このアップデート パッケージは 2020 年 3 月 24 日に署名されていることから、この攻撃による被害者は、 2020 年 3 月上旬から 4 月上旬頃からすでに不正侵入されいた恐れがある、ということです。一度、攻撃者が SolarWinds 社のネットワーク監視ソフトウェア Orion のホストに不正侵入すると、Orion ソフトウェアによって監視されている他のホストへ水平方向に移動している可能性があります。この不正侵入に対応するためにとるべき具体的なアクションは、 DHS CISA社 から Emergency Directive 21-01 [1]と題して公表されています。
この脅威の解析はまだ進めているところですが、いくつかの普通では考えられない特徴があり、この特徴が検出するためのシグナルにできるかもしれないことを発見しました。
例えば、攻撃者は Cobalt Strike 社(標的型攻撃を模倣することができる商用製品 [2])の BEACON コンポーネントを構築するために、TEARDROPと呼ばれる、カスタマイズ化された In-Memory Dropper (分割した悪性ファイルなどをメモリに落として再構築する手法)を利用しているようです。

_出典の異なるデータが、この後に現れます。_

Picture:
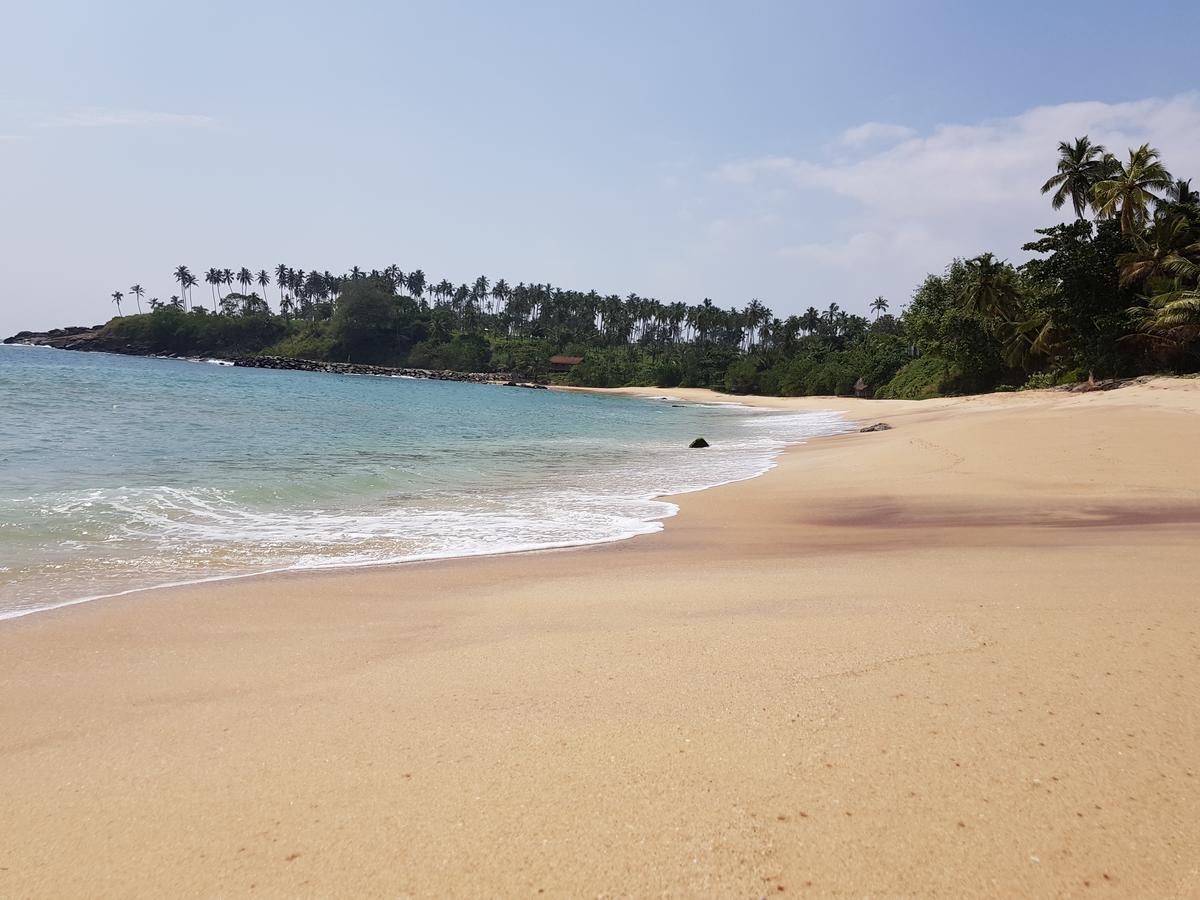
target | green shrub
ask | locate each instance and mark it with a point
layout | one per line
(919, 379)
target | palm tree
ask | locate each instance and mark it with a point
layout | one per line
(1128, 192)
(1169, 247)
(281, 276)
(415, 282)
(810, 321)
(991, 289)
(263, 280)
(213, 276)
(183, 276)
(1081, 166)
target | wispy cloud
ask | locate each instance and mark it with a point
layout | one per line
(881, 220)
(105, 118)
(876, 133)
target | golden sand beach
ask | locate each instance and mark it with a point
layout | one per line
(959, 658)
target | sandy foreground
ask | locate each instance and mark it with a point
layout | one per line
(960, 658)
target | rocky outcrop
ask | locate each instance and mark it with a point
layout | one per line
(65, 339)
(307, 365)
(94, 339)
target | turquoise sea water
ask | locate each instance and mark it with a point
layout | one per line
(123, 473)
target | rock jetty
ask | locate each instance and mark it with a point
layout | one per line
(95, 339)
(307, 365)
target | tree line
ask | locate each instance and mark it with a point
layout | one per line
(1113, 292)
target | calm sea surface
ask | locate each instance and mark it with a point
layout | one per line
(124, 473)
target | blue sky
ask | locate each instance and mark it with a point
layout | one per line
(796, 153)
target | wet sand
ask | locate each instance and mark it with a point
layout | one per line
(957, 658)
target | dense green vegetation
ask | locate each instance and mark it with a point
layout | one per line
(1115, 292)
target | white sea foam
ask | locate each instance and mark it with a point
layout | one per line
(372, 507)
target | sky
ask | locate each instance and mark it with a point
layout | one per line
(802, 154)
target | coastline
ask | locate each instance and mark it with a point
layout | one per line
(649, 525)
(948, 658)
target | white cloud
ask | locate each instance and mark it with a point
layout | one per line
(886, 219)
(875, 133)
(102, 118)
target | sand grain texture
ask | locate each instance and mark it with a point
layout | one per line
(960, 658)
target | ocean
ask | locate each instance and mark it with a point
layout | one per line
(121, 473)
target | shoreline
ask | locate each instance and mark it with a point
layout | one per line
(700, 394)
(952, 658)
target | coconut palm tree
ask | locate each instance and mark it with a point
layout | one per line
(1129, 190)
(415, 282)
(991, 287)
(183, 275)
(1170, 247)
(263, 280)
(213, 277)
(281, 276)
(1081, 166)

悪意ある攻撃者による興味深いテクニックは、被害者のインフラに実在するホスト名を、C&C サーバの名前に使うことです。このような手法は、被害者と同じ国の仮想プライベートサーバを利用することで、地理的位置情報に基づいたアノマリ検出を回避するために利用されます。
さらに、攻撃者は痕跡を隠すために、最初の侵入時とは異なるクレデンシャルを使って、水平方向に移動、さらにWindows 認証のトークンを強化することも可能です。[3]
最後に、マルウェアは、C&C サーバ名を取得する時に、不正侵入したホスト名をエンコードしたクエリを使用して、DGA(Domain Generation Algorithm)ベースのアルゴリズムを使うことで、各被害者固有の C&C サーバを構築できる可能性があります。
VMware NSX はこの脅威を検出・防御できるのか?
- NSX の Service-Defined Firewall によるマイクロセグメンテーションは、不正侵入されたSolarWinds 社製品を使っているサーバが、水平方向に展開することを防ぐ、効果的な保護メカニズムです。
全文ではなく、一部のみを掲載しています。